In the dose-response meta-analysis, we calculated the HR estimates in the studies that reported results for a different increment (e.g. per 1 SD increase) or from the categorical data using generalised least-squares  for the increments mentioned above (details in Additional File 1: Supplementary Methods). We then pooled study-specific log HRs to obtain a summarised effect size using a fixed effects model. The I2 statistic was used to assess heterogeneity across studies, and we assessed publication bias with funnel plots and Egger’s test.
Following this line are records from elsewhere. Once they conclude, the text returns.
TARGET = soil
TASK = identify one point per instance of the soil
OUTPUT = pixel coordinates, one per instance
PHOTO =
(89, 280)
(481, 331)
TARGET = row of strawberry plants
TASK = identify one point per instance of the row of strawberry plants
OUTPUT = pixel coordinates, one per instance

The number of prostate cancer deaths attributable to obesity as measured by BMI (population-attributable risk (PAR)) in the UK was calculated using the number of deaths in the UK in 2019, the estimate of relative risk from our dose response meta-analysis and information on the prevalence of obesity in English men aged 55–64 years in 2019 (as a surrogate for the UK; mean BMI 28.9 kg/m2) .
All analyses were performed using Stata version 14.1 (Stata Corporation, College Station, TX, USA), and figures were plotted in R version 3.2.3. All tests of significance were two-sided, and P-values < 0.05 were considered statistically significant.